Garbage in, Garbage out: Data-Centricity and Theory-Driven AI/ML
Andrew Ng recently led a shift in thinking on AI model performance (see MLOps: From Model-centric to Data-centric AI). Given the advancement of AI/ML algorithms, he argued that the major limiting factor for model performance is data quality. Traditionally, large datasets have been employed to train models and quality labelling is expensive. However, Dr. Ng asserted that small training datasets can yield high model performance if they are carefully engineered, and attention is focused on improving the small percentage of lower quality cases.
The focus on data quality in analytical work is age-old. Labelling training data for supervised AL/ML learning is by its very nature a measurement problem. Hence, the principles of sampling and measurement theory apply for controlling the reliability and validity of training in relation to the “real world”. Data labels provide detailed information about the content and structure of a dataset (e.g., data types, measurement units, time periods) and the to-be-predicted outcomes. Since the labelling is often performed by human raters, the labels may be inaccurate or unreliable.

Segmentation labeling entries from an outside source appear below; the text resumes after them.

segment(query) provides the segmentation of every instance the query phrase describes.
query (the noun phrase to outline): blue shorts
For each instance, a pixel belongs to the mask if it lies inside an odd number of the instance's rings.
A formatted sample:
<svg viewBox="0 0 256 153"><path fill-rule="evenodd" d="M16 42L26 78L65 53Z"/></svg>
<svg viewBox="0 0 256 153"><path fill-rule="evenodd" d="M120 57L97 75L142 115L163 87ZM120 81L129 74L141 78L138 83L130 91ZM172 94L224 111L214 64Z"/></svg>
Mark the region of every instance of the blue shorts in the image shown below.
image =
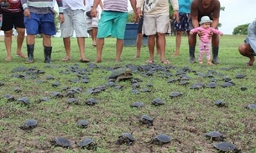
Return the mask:
<svg viewBox="0 0 256 153"><path fill-rule="evenodd" d="M118 39L124 39L124 32L127 23L128 13L116 11L103 11L98 23L98 38L108 36Z"/></svg>
<svg viewBox="0 0 256 153"><path fill-rule="evenodd" d="M176 18L173 22L173 29L175 31L189 31L190 30L190 14L180 13L180 22L176 21Z"/></svg>
<svg viewBox="0 0 256 153"><path fill-rule="evenodd" d="M27 34L55 35L56 33L53 13L37 14L30 12L30 18L24 17Z"/></svg>

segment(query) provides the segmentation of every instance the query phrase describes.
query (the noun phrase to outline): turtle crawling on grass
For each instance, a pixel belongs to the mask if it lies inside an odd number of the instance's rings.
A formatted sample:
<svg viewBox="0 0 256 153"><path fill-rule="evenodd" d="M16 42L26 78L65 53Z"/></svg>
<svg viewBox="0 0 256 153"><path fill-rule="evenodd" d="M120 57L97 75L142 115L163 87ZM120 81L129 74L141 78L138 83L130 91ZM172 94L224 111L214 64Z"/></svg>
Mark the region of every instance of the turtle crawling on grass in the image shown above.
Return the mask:
<svg viewBox="0 0 256 153"><path fill-rule="evenodd" d="M131 69L128 68L118 68L114 69L108 79L115 79L116 82L119 82L121 80L127 80L133 79L133 74L131 73Z"/></svg>

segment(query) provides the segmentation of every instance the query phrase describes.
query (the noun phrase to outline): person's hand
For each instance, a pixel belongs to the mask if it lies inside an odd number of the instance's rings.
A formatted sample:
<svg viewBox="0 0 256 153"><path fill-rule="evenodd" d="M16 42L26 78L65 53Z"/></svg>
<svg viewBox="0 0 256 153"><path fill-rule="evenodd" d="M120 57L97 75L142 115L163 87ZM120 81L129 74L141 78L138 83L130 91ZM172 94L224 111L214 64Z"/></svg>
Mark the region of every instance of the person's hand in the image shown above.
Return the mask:
<svg viewBox="0 0 256 153"><path fill-rule="evenodd" d="M63 23L64 21L65 21L64 15L63 14L59 14L59 22L60 23Z"/></svg>
<svg viewBox="0 0 256 153"><path fill-rule="evenodd" d="M91 16L92 18L96 18L96 17L97 17L97 9L92 8L91 9Z"/></svg>
<svg viewBox="0 0 256 153"><path fill-rule="evenodd" d="M25 8L24 12L24 14L25 17L30 18L30 11L29 8Z"/></svg>

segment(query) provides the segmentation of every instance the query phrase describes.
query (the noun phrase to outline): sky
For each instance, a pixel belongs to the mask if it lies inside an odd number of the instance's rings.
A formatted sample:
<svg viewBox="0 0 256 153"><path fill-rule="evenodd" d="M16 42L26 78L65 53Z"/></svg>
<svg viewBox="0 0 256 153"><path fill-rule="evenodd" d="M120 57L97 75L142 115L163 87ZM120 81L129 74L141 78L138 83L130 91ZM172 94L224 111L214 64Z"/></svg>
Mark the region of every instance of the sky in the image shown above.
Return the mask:
<svg viewBox="0 0 256 153"><path fill-rule="evenodd" d="M256 0L219 0L225 11L221 11L219 28L224 34L232 34L233 29L256 19ZM129 10L132 8L128 7Z"/></svg>

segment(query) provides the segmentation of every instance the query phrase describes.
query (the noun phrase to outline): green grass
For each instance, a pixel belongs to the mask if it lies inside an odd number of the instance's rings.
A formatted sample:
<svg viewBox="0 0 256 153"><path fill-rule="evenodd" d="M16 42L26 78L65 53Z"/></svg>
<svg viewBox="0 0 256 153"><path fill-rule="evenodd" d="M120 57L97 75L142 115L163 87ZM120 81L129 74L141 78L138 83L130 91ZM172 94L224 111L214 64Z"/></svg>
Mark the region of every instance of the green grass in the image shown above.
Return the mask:
<svg viewBox="0 0 256 153"><path fill-rule="evenodd" d="M0 63L0 81L4 85L0 87L0 97L5 94L15 95L16 98L26 96L29 99L29 106L18 102L8 102L5 98L0 99L0 152L88 152L76 145L83 138L91 137L97 143L98 148L95 152L166 152L166 153L212 153L217 152L212 142L205 137L205 133L218 130L226 137L225 140L234 144L243 153L256 152L256 119L253 110L246 110L244 106L255 104L255 72L254 67L247 68L248 59L240 55L238 46L243 42L245 36L225 35L221 38L218 65L208 66L206 64L190 64L188 62L187 38L182 38L180 55L171 57L175 49L175 37L167 36L166 58L173 67L169 69L173 76L164 77L162 72L155 72L152 76L145 77L141 72L133 72L133 77L140 79L139 88L149 88L149 93L134 94L131 93L129 81L120 82L123 89L112 87L96 94L86 93L90 88L96 88L107 82L110 69L116 66L145 65L149 58L148 47L143 47L141 57L133 59L136 47L124 47L122 54L122 63L115 64L115 38L106 38L102 51L102 63L97 64L98 68L91 69L90 64L79 63L79 51L76 39L72 38L71 61L64 63L61 59L65 50L61 38L52 38L53 54L51 64L43 63L42 39L37 38L35 44L35 63L25 64L25 59L15 57L15 42L13 43L13 61L4 61L6 51L2 42L2 55ZM86 39L86 56L94 61L96 48L91 46L91 40ZM24 44L24 53L26 46ZM198 52L198 48L196 48ZM196 53L196 57L198 54ZM154 56L154 64L159 64L158 55ZM206 63L206 62L205 62ZM89 78L88 84L76 83L70 80L77 79L76 73L68 71L78 65L79 69L86 69L86 75ZM165 65L160 64L165 67ZM27 68L35 67L44 74L36 79L20 79L13 77L12 69L18 66ZM188 67L191 72L186 74L191 78L189 84L180 85L178 82L167 83L180 69ZM201 77L197 74L206 74L214 71L214 78L217 79L216 89L191 89L190 87L197 82L207 84L212 78ZM63 74L62 72L66 72ZM69 72L69 73L67 73ZM23 74L23 73L18 73ZM246 74L245 79L236 79L238 74ZM47 80L49 75L55 77ZM235 83L234 86L222 88L223 77L229 77ZM38 80L44 83L39 84ZM59 87L52 87L55 82L60 82ZM151 83L154 87L147 87ZM50 99L49 102L38 104L36 101L44 96L50 98L55 91L65 93L63 87L79 87L82 92L76 94L79 99L79 105L67 105L66 99ZM247 90L240 88L246 86ZM15 93L14 87L20 87L22 92ZM183 95L170 99L169 94L173 91L180 91ZM84 101L95 98L98 104L87 106ZM151 105L155 98L161 98L165 105L159 107ZM223 99L227 107L218 108L213 105L217 99ZM133 102L144 103L141 109L129 107ZM154 126L147 128L141 125L138 119L143 115L154 118ZM18 127L27 119L35 119L38 126L31 131L24 131ZM80 129L76 123L80 119L89 120L86 129ZM133 132L136 140L131 146L117 145L115 142L122 132ZM165 133L170 135L173 140L170 144L158 146L149 144L156 135ZM72 149L54 147L50 141L55 136L65 136L72 142ZM93 151L91 151L93 152Z"/></svg>

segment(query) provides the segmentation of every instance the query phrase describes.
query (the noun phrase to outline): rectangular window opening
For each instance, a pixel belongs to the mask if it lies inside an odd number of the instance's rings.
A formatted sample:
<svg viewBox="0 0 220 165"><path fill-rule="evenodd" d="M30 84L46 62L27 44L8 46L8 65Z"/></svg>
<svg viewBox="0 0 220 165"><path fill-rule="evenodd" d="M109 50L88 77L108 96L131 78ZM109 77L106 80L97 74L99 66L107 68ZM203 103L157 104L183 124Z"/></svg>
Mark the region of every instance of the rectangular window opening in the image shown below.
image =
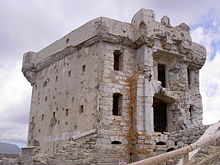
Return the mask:
<svg viewBox="0 0 220 165"><path fill-rule="evenodd" d="M68 114L69 114L69 110L66 109L66 111L65 111L65 115L68 116Z"/></svg>
<svg viewBox="0 0 220 165"><path fill-rule="evenodd" d="M161 82L162 87L166 87L166 67L165 67L165 65L158 64L158 80Z"/></svg>
<svg viewBox="0 0 220 165"><path fill-rule="evenodd" d="M81 105L81 106L80 106L79 113L81 114L81 113L83 113L83 111L84 111L84 106L83 106L83 105Z"/></svg>
<svg viewBox="0 0 220 165"><path fill-rule="evenodd" d="M167 131L167 104L161 100L154 98L153 100L154 112L154 131L166 132Z"/></svg>
<svg viewBox="0 0 220 165"><path fill-rule="evenodd" d="M71 77L71 71L68 72L68 76Z"/></svg>
<svg viewBox="0 0 220 165"><path fill-rule="evenodd" d="M187 68L187 81L190 87L191 86L191 70L189 68Z"/></svg>
<svg viewBox="0 0 220 165"><path fill-rule="evenodd" d="M122 108L122 94L114 93L113 94L113 109L112 113L114 116L121 116Z"/></svg>
<svg viewBox="0 0 220 165"><path fill-rule="evenodd" d="M122 53L118 50L115 50L114 53L114 70L122 70Z"/></svg>
<svg viewBox="0 0 220 165"><path fill-rule="evenodd" d="M44 121L44 114L42 114L41 116L41 121Z"/></svg>

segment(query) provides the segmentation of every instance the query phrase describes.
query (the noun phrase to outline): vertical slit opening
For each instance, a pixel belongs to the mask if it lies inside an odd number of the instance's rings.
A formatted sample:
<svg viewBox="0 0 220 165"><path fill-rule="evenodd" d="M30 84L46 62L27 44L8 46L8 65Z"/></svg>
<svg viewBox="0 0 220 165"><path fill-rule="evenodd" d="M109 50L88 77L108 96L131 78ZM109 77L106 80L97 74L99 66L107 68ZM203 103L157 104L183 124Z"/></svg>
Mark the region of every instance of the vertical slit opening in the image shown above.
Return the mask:
<svg viewBox="0 0 220 165"><path fill-rule="evenodd" d="M112 113L115 116L121 116L122 108L122 94L114 93L113 94L113 110Z"/></svg>
<svg viewBox="0 0 220 165"><path fill-rule="evenodd" d="M114 55L114 70L122 70L122 53L119 50L113 52Z"/></svg>
<svg viewBox="0 0 220 165"><path fill-rule="evenodd" d="M165 67L165 65L158 64L158 80L161 82L162 87L166 87L166 67Z"/></svg>

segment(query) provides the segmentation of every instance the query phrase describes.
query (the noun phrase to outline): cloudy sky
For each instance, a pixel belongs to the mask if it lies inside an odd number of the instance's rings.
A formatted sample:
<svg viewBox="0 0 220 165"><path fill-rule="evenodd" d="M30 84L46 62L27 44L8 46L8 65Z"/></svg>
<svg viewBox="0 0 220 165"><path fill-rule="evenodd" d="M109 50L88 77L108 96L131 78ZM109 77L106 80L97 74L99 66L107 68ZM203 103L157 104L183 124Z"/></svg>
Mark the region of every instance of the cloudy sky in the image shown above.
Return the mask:
<svg viewBox="0 0 220 165"><path fill-rule="evenodd" d="M173 26L191 27L206 46L200 71L204 124L220 120L219 0L0 0L0 141L24 146L31 85L21 73L22 55L39 51L87 21L105 16L130 22L141 8L168 15Z"/></svg>

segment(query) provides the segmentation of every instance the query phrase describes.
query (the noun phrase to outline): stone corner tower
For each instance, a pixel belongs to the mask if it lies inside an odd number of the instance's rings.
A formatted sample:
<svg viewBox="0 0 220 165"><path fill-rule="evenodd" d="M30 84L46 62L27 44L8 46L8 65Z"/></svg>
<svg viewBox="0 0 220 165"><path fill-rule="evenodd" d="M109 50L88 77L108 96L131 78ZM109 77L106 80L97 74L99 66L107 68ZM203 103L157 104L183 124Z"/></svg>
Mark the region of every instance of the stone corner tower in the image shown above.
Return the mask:
<svg viewBox="0 0 220 165"><path fill-rule="evenodd" d="M189 30L141 9L131 23L96 18L25 53L22 72L33 87L28 145L56 153L96 130L95 155L112 151L113 162L152 156L162 143L175 148L172 134L202 126L206 51Z"/></svg>

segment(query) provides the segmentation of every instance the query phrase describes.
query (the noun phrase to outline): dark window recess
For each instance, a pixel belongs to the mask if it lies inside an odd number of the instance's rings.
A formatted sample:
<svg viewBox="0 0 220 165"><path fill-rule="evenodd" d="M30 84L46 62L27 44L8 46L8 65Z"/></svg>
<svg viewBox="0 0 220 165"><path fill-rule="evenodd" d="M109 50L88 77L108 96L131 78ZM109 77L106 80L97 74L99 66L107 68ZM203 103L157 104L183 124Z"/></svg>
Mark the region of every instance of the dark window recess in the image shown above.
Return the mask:
<svg viewBox="0 0 220 165"><path fill-rule="evenodd" d="M189 68L187 69L187 80L188 80L188 85L191 85L191 71Z"/></svg>
<svg viewBox="0 0 220 165"><path fill-rule="evenodd" d="M43 87L46 87L46 86L47 86L47 81L44 81Z"/></svg>
<svg viewBox="0 0 220 165"><path fill-rule="evenodd" d="M114 93L113 94L113 109L112 109L113 115L121 116L121 107L122 107L122 94Z"/></svg>
<svg viewBox="0 0 220 165"><path fill-rule="evenodd" d="M42 114L41 116L41 121L44 121L44 114Z"/></svg>
<svg viewBox="0 0 220 165"><path fill-rule="evenodd" d="M114 70L122 70L122 53L118 50L115 50L114 53Z"/></svg>
<svg viewBox="0 0 220 165"><path fill-rule="evenodd" d="M162 87L166 87L166 68L165 65L158 64L158 80Z"/></svg>
<svg viewBox="0 0 220 165"><path fill-rule="evenodd" d="M69 110L66 109L66 111L65 111L65 115L68 116L68 114L69 114Z"/></svg>
<svg viewBox="0 0 220 165"><path fill-rule="evenodd" d="M192 120L193 118L193 106L192 105L190 105L189 107L189 115L190 115L190 120Z"/></svg>
<svg viewBox="0 0 220 165"><path fill-rule="evenodd" d="M34 117L32 117L32 120L31 120L31 122L34 122Z"/></svg>
<svg viewBox="0 0 220 165"><path fill-rule="evenodd" d="M85 65L82 66L82 71L83 71L83 72L86 71L86 66L85 66Z"/></svg>
<svg viewBox="0 0 220 165"><path fill-rule="evenodd" d="M120 142L120 141L115 140L115 141L112 141L112 142L111 142L111 144L121 144L121 142Z"/></svg>
<svg viewBox="0 0 220 165"><path fill-rule="evenodd" d="M84 111L84 106L81 105L81 106L80 106L80 109L79 109L79 113L81 114L81 113L83 113L83 111Z"/></svg>
<svg viewBox="0 0 220 165"><path fill-rule="evenodd" d="M167 131L167 104L154 98L154 131L165 132Z"/></svg>

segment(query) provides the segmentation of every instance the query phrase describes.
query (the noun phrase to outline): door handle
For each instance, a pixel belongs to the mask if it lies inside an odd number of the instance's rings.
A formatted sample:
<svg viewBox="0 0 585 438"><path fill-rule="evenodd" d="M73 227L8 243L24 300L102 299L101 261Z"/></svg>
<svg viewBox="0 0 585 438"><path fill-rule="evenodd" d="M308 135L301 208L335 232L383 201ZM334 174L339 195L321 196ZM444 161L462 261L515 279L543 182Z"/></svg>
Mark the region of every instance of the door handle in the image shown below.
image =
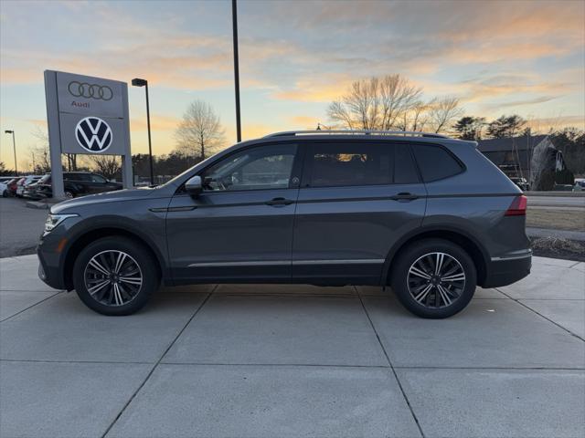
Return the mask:
<svg viewBox="0 0 585 438"><path fill-rule="evenodd" d="M270 201L266 201L264 203L266 205L273 205L273 206L279 206L279 205L290 205L291 203L292 203L293 201L291 201L290 199L286 199L286 198L272 198Z"/></svg>
<svg viewBox="0 0 585 438"><path fill-rule="evenodd" d="M414 201L415 199L419 199L419 196L408 192L400 192L399 194L390 197L390 199L392 201Z"/></svg>

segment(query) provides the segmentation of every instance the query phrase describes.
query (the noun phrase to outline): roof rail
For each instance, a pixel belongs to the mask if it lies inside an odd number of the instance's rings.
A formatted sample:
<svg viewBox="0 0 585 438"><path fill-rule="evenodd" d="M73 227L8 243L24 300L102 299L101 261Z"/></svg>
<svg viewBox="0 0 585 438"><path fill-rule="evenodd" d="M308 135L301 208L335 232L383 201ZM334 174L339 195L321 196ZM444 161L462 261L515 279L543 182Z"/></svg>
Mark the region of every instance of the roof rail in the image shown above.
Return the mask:
<svg viewBox="0 0 585 438"><path fill-rule="evenodd" d="M268 139L271 137L284 137L289 135L323 135L323 134L346 134L346 135L404 135L412 137L433 137L439 139L449 139L448 136L437 134L434 132L420 132L418 130L284 130L282 132L274 132L262 137Z"/></svg>

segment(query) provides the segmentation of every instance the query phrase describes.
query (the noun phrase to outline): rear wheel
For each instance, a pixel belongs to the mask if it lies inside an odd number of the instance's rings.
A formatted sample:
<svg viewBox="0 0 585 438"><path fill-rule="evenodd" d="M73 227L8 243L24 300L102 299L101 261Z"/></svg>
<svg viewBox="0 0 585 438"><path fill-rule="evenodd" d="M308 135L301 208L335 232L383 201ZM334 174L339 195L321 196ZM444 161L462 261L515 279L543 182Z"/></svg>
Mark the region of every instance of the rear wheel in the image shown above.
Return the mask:
<svg viewBox="0 0 585 438"><path fill-rule="evenodd" d="M448 318L463 310L477 286L475 266L459 245L441 239L415 242L400 252L391 273L392 289L410 312Z"/></svg>
<svg viewBox="0 0 585 438"><path fill-rule="evenodd" d="M156 261L144 245L124 237L96 240L73 267L80 298L103 315L130 315L143 308L158 287Z"/></svg>

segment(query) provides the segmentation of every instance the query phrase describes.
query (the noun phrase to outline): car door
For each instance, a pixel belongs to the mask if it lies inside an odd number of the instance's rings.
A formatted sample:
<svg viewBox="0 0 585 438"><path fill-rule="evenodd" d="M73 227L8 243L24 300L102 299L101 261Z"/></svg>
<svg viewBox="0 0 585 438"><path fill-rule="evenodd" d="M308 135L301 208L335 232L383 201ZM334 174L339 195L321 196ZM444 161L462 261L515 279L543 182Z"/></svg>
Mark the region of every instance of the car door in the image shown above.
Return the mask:
<svg viewBox="0 0 585 438"><path fill-rule="evenodd" d="M293 280L378 284L390 247L420 225L425 204L408 144L314 142L297 200Z"/></svg>
<svg viewBox="0 0 585 438"><path fill-rule="evenodd" d="M200 172L197 198L179 190L166 214L176 281L290 280L298 151L248 147Z"/></svg>

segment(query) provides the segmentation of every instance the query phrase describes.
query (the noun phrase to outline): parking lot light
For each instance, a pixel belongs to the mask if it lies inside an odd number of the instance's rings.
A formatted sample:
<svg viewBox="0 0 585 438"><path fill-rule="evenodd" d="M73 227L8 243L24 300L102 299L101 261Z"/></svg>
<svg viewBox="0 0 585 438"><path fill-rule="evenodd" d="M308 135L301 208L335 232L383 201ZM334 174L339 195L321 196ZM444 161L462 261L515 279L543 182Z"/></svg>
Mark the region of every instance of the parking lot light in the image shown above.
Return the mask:
<svg viewBox="0 0 585 438"><path fill-rule="evenodd" d="M150 104L148 102L148 81L134 78L132 79L132 85L134 87L145 87L146 89L146 126L148 128L148 155L150 157L150 183L154 185L154 170L153 166L153 144L150 138Z"/></svg>
<svg viewBox="0 0 585 438"><path fill-rule="evenodd" d="M18 167L16 166L16 141L15 139L15 131L6 130L5 134L12 134L12 148L15 152L15 176L18 176Z"/></svg>

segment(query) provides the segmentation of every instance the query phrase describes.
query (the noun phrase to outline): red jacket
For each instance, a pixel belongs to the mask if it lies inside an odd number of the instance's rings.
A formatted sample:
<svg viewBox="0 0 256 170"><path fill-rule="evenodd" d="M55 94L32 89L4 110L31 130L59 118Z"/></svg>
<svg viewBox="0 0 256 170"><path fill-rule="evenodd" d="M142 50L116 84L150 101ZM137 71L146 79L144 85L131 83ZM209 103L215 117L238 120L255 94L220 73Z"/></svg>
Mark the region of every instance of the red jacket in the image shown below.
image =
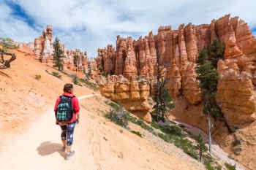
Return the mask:
<svg viewBox="0 0 256 170"><path fill-rule="evenodd" d="M64 96L67 96L67 97L72 97L72 96L74 96L74 95L72 93L64 93L62 95ZM56 104L55 104L54 112L56 112L57 107L58 107L58 104L59 104L59 102L60 101L60 100L61 100L61 98L59 97L57 101L56 101ZM61 122L61 123L59 122L59 124L71 123L71 122L73 122L75 120L77 120L77 115L77 115L78 112L79 112L79 110L80 110L78 99L77 97L74 97L72 99L72 107L74 109L73 117L69 121L67 121L67 122Z"/></svg>

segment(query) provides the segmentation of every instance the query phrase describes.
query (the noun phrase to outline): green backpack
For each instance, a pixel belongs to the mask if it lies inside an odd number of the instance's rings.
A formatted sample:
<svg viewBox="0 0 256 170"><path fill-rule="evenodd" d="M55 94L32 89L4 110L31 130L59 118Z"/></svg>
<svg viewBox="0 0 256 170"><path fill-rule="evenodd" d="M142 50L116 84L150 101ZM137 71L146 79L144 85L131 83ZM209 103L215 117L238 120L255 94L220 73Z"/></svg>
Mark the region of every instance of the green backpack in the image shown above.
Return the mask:
<svg viewBox="0 0 256 170"><path fill-rule="evenodd" d="M61 100L55 112L55 116L58 122L67 122L73 117L74 109L72 107L72 100L74 97L75 96L60 96Z"/></svg>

Common best practices include obtaining judgments from multiple raters and reconciling the inconsistencies, but this impacts the reliability of the data and does not necessarily ensure that the agreement of the raters is also accurate. Bad labelling may be due to poor instructions too in that they do not adequately convey how to label (all) the cases. It is helpful for the raters to have contextual knowledge of the intended use of the labels and the actions to be taken based on the results of the model. This is to say, domain expertise is important, and proceeding without domain knowledge can lead to quantitatively and qualitatively incorrect models. Domain expertise guides the development of an effective taxonomy of features to be labelled and the appropriate application of these labels. The expression of this domain expertise is based in the mental models and expectations held by the individuals involved – theories of how things should work.
The discussion of theory is tied up heavily in the issue of model interpretability. Understanding why the AI produced a certain decision can be critical to the utility of the model. But it’s also ultimately critical to training AI models if we want them to achieve higher levels of performance and complexity. A systematic approach driven by theory to define relevant features underlying an accurate decision is ultimately where we need to be. Feature engineering is one of the main ways in AI/ML machine learning to help increase the accuracy of a predictive model. It involves providing an algorithm with added information by altering the input data. Often the features don’t exist in a raw data form and need to be derived. Knowing what features to derive, and what form to generate them is done based on theory, domain-expertise, and our understanding of the world. Thus, improving data quality not only involves improving the target/labels, but improving the nature of the input data.
Where the interpretability issue get interesting is the question of what needs to be known about the internal workings of AI systems themselves. Can we continue to advance these systems beyond the simple emulation of behavior without understanding what’s going on inside? This is akin to reductionistic behaviorism – a largely dismissed field of psychology that treats humans as a black box. The behaviorist perspective is to study inputs and outputs (data), and training AI systems (and rats) is viewed as a matter of operant conditioning involving positive and/or negative reinforcement. In contrast, a constructivist perspective is that learners build knowledge schemas, and intelligence involves actively incorporating new information and creating new models in problem-solving. The fields of cognitive science and computer science still have a lot to learn from one another going forward.
In the “new” data-centric world of AI/ML, domain experts tag and annotate the data, but data engineers use analysis programs to identify errors for the purpose of improving the data. Data engineers continue to be looked on to contribute to training data collection, selection, and augmentation, as well as fixing inaccuracies and inconsistencies. In that context, let’s make sure our data engineers have a very good sense of the business they support, operate on well-integrated teams that include domain experts, and engage regularly with users.